Document Type thesis Author Name Liu, Jie URN etd-0501102-110350 Title Novel Bayesian Methods for Disease Mapping: An Application to Chronic Obstructive Pulmonary Disease Degree MS Department Mathematical Sciences Advisors Balgobin Nandram, Advisor Homer Walker, Department Head Keywords latent class model poisson regression model Metropolis-Hastings sampler order restriction disease mapping Date of Presentation/Defense 2002-04-24 Availability unrestricted Abstract
Mapping of mortality rates has been a valuable public health tool.
We describe novel Bayesian methods for constructing maps which do
not depend on a post stratification of the estimated rates. We also
construct posterior modal maps rather than posterior mean maps. Our
methods are illustrated using mortality data from chronic obstructive
pulmonary diseases (COPD) in the continental United States.
Poisson regression models have attracted much attention in the
scientific community for their superiority in modeling rare events
(including mortality counts from COPD). Christiansen and Morris (JASA 1997)

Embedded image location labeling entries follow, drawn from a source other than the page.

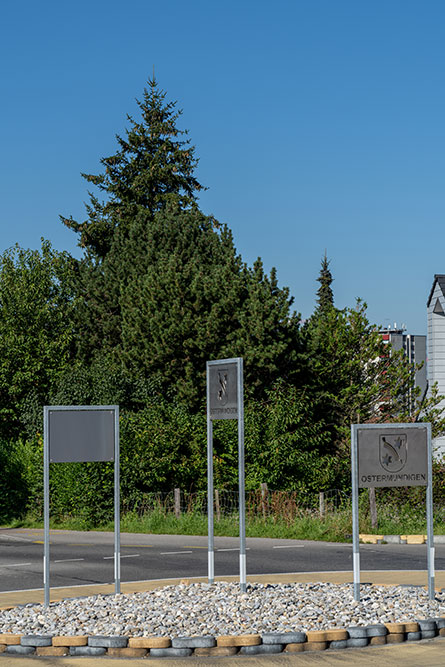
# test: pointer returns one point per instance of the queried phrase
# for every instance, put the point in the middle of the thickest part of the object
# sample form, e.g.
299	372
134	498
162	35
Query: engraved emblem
223	381
393	452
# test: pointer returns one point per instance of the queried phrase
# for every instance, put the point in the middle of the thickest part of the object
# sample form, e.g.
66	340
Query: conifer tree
325	295
154	163
161	287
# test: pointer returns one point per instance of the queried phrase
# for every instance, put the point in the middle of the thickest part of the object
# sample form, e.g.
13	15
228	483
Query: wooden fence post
264	499
217	506
373	507
177	503
321	504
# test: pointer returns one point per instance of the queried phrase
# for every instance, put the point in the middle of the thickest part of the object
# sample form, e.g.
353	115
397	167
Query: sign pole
117	518
210	531
241	482
355	518
225	401
46	507
79	433
391	455
429	518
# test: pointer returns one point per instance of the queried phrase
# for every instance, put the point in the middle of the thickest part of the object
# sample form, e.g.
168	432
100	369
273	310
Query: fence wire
260	503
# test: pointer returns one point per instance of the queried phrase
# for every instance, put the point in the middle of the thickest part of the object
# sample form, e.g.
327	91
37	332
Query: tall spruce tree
325	295
153	164
161	287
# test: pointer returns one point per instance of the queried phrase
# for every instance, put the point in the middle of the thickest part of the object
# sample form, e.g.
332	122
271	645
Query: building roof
438	278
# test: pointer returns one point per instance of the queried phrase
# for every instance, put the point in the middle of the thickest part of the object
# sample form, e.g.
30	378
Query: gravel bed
221	609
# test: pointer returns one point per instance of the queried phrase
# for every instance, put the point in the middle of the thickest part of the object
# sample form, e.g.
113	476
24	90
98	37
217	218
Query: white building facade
436	346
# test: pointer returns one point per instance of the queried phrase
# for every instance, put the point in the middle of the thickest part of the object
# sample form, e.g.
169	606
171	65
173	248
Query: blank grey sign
80	435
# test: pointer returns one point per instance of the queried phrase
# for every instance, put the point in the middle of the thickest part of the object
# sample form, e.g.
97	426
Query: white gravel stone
220	609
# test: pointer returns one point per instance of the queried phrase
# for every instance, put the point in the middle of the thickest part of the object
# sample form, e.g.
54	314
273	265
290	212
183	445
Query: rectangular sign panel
80	435
392	456
223	390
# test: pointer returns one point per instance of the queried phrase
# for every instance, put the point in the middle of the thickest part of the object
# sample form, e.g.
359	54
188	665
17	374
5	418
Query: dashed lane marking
289	546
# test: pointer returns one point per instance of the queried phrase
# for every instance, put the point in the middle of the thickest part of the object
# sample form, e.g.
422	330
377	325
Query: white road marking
289	546
130	555
122	556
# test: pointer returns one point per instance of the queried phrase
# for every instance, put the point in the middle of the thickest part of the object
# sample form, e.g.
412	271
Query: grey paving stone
87	650
170	652
261	649
378	630
427	624
108	642
205	641
339	643
357	632
36	640
20	650
283	637
357	642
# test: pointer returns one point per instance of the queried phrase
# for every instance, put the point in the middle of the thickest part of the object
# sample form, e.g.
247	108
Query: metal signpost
225	401
391	455
78	434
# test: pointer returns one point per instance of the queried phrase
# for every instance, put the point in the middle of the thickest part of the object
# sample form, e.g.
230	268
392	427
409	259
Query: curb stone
224	645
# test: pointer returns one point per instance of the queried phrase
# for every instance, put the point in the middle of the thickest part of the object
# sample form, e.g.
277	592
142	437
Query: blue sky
319	124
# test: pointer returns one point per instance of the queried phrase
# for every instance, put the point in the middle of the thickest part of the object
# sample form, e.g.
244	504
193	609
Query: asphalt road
87	558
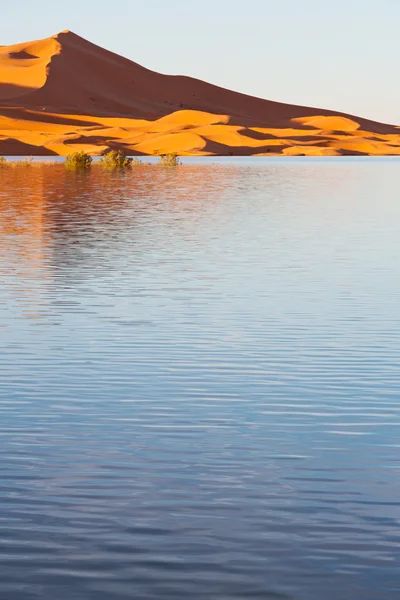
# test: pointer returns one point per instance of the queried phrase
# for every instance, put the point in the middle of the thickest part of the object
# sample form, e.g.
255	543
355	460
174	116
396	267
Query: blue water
199	381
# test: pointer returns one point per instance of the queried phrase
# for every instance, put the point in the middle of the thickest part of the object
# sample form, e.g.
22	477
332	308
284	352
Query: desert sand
64	94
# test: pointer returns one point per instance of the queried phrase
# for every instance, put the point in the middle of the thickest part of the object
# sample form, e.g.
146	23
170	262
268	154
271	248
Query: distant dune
64	94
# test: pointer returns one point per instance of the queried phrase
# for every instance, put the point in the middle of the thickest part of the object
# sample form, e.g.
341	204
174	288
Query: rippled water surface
199	382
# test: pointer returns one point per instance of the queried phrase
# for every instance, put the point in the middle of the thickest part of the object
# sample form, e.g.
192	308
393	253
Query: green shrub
169	160
116	159
78	160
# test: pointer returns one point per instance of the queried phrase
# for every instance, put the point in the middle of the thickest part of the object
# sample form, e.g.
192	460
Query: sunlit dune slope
64	94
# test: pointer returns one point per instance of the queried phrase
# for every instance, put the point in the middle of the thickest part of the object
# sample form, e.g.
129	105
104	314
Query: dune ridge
63	94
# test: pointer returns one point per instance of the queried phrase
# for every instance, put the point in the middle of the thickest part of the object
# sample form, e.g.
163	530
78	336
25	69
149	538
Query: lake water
200	382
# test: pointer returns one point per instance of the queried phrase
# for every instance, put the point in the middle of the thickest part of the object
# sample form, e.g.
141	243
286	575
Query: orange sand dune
64	94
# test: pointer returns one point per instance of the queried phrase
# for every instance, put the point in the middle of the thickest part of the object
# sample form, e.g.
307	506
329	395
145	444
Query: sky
337	54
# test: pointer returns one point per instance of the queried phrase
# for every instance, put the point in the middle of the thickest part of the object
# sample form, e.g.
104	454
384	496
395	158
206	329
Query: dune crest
63	94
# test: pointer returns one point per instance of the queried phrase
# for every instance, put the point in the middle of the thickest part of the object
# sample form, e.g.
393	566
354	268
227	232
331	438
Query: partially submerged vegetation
116	159
78	161
169	160
81	161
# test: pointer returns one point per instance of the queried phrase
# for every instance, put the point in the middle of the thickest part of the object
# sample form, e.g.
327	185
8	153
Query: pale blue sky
340	54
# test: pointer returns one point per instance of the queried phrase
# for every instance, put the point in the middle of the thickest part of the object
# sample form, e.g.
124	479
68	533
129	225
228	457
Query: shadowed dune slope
56	92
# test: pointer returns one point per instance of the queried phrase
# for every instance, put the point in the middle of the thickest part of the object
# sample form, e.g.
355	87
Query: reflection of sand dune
52	223
63	93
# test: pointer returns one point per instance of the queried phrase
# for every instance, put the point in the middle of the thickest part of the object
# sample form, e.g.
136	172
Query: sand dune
64	94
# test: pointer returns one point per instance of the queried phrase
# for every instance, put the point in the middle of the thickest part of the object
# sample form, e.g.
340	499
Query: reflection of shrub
169	160
116	159
78	160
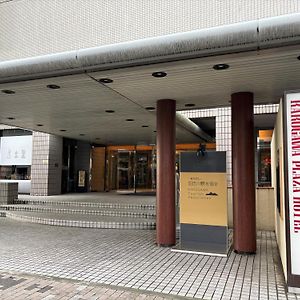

described a hierarchical Bayesian model for heterogeneous Poisson
counts under the exchangeability assumption. We extend this model
to include latent classes (groups of similar Poisson rates
unknown to an investigator).
Also, it is standard practice
to construct maps using quantiles (e.g., quintiles) of the estimated
mortality rates. For example, based on quintiles, the mortality rates
are cut into 5 equal size groups, each
containing $20\%$ of the data, and a different color is applied
to each of them
on the map. A potential problem is that, this method assumes an equal
number of data in each group, but this is often not the case.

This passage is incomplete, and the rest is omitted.